As I was recording Compline this morning, I read the passage from Isaiah 53. It suggests that keeping the fast meant that we should feed the hungry and clothe the naked. I am burdened knowing that one of my own does not eat every day. She is not close by me, and I really would like to be able to get her a meal everyday. As people say the heart is willing, but the flesh is weak. I am unable to do this. I cannot get a commitment from others to ensure that she gets at least 1 meal a day. I can see why people dismiss things like this. They often say it is not their business. Every time I think about it, I feel a physical pain in my chest.

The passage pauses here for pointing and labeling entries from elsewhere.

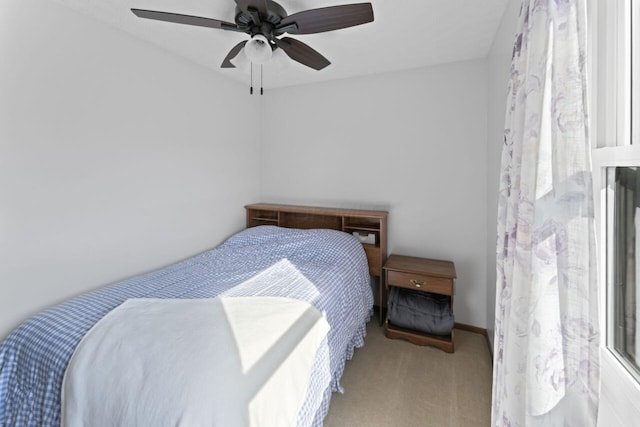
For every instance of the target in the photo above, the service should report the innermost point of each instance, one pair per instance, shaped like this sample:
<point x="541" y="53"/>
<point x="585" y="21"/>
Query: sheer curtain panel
<point x="546" y="334"/>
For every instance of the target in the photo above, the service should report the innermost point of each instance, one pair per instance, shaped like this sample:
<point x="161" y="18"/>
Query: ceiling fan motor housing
<point x="265" y="25"/>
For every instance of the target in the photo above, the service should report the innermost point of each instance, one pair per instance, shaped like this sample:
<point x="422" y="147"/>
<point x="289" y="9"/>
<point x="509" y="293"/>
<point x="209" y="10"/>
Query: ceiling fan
<point x="265" y="21"/>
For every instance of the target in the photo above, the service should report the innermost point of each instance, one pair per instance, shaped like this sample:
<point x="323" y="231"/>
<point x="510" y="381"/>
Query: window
<point x="623" y="229"/>
<point x="615" y="68"/>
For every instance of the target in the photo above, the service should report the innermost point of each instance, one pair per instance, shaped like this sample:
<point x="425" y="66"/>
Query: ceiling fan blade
<point x="302" y="53"/>
<point x="185" y="19"/>
<point x="232" y="54"/>
<point x="259" y="5"/>
<point x="327" y="19"/>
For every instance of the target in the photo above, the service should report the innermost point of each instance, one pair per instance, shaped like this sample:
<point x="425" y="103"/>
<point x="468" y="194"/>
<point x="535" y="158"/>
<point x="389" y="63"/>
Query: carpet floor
<point x="395" y="383"/>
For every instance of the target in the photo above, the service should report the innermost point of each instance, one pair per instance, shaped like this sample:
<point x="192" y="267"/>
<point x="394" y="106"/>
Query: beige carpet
<point x="395" y="383"/>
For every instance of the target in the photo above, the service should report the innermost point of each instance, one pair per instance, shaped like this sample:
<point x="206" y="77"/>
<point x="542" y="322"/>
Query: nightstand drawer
<point x="436" y="285"/>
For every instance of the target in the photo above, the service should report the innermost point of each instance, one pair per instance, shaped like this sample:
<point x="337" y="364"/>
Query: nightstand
<point x="423" y="275"/>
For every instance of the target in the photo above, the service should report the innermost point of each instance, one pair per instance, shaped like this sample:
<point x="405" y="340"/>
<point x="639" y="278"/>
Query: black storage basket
<point x="421" y="311"/>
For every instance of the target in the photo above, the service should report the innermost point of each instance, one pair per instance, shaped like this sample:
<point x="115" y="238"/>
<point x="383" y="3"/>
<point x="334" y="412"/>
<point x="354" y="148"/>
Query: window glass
<point x="625" y="254"/>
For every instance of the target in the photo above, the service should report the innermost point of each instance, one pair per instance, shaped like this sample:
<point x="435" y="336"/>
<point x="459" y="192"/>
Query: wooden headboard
<point x="347" y="220"/>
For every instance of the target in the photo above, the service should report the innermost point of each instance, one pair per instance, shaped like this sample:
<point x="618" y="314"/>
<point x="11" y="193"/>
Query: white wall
<point x="499" y="63"/>
<point x="115" y="157"/>
<point x="413" y="142"/>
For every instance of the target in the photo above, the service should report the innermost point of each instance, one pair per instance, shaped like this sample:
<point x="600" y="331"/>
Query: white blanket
<point x="223" y="362"/>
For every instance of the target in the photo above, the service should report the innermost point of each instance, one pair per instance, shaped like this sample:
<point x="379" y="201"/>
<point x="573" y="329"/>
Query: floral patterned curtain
<point x="546" y="367"/>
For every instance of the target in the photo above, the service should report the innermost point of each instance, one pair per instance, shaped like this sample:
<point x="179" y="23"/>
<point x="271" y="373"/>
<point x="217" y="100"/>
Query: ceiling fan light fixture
<point x="258" y="49"/>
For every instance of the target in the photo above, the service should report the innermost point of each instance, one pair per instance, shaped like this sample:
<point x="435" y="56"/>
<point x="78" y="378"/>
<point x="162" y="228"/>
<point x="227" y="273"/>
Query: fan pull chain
<point x="251" y="88"/>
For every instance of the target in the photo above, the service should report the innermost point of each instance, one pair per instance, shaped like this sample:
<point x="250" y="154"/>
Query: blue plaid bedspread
<point x="34" y="357"/>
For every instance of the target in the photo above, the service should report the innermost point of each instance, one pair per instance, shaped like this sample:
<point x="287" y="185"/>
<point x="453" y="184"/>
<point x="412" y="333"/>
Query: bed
<point x="34" y="358"/>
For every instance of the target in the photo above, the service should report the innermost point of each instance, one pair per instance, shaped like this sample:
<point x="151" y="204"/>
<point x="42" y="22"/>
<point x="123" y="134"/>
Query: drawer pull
<point x="417" y="283"/>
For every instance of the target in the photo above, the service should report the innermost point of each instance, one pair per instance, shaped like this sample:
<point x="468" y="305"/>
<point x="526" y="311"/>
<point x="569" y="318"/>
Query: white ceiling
<point x="405" y="34"/>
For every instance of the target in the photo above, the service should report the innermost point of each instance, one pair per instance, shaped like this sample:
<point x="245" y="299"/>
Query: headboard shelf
<point x="347" y="220"/>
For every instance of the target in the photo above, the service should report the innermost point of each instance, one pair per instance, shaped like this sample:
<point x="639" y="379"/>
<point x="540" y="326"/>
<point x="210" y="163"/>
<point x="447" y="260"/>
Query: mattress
<point x="34" y="357"/>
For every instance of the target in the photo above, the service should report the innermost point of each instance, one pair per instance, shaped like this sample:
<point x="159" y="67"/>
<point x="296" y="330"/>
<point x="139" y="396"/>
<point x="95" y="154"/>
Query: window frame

A friend sent me 1Chronicles 29:14 this morning. It is also sitting with me. “But who am I, and who are my people, that we should be able to give as generously as this?” David is asking the people for resources to build the temple. He will not build it. Solomon will. The community provides what is needed. He thanks God for the community’s generosity. My people are generous too. If I ask for money, I would get it. But what I want to happen and what the lady needs is a meal every day. There is little generosity in the doing. 1 Chronicles 29:14 sits with me because it asks “who am I”. “Who am I that for my sake, my Lord should take frail flesh and die?” Who am I, that my compassion is only in my thoughts? Shouldn’t I be more than this? Where is my get up and go spirit? Where is my ‘help even when it hurts’ spirit. Shouldn’t this be the fast that I choose? The heart is willing, but the flesh is unable.
Nobody should live that way in the evening of their days. She gave her best to the church and her children. Now she is in need and nobody ensures she is looked after. As Christians, we can’t live this way. One of our own may not eat today and we go on with our merry business as if that is a normal way of life. She shouldn’t continue to live that way. We must look out for our own. When I speak, I get the advice “you know what we should do…” But who is the ‘we’ to follow through? Nobody wants to drive on the road to her house. In my head I say “talk is cheap and we really must do better. Who is the ‘we’ I want to do better? Where are they? I only see persons going about their business with no care for the next person.
“Is not this the fast that I choose: to loose the bonds of injustice, to undo the thongs of the yoke, … Is it not to share your bread with the hungry?” Today I weep for all who are physically hungry. I struggle, I wrestle with my inability to more.
I suppose we do what we are able and God does the rest. I keep praying that somehow God will make a way to ensure she has at least 1 meal for the day as I ensure that the church does its part.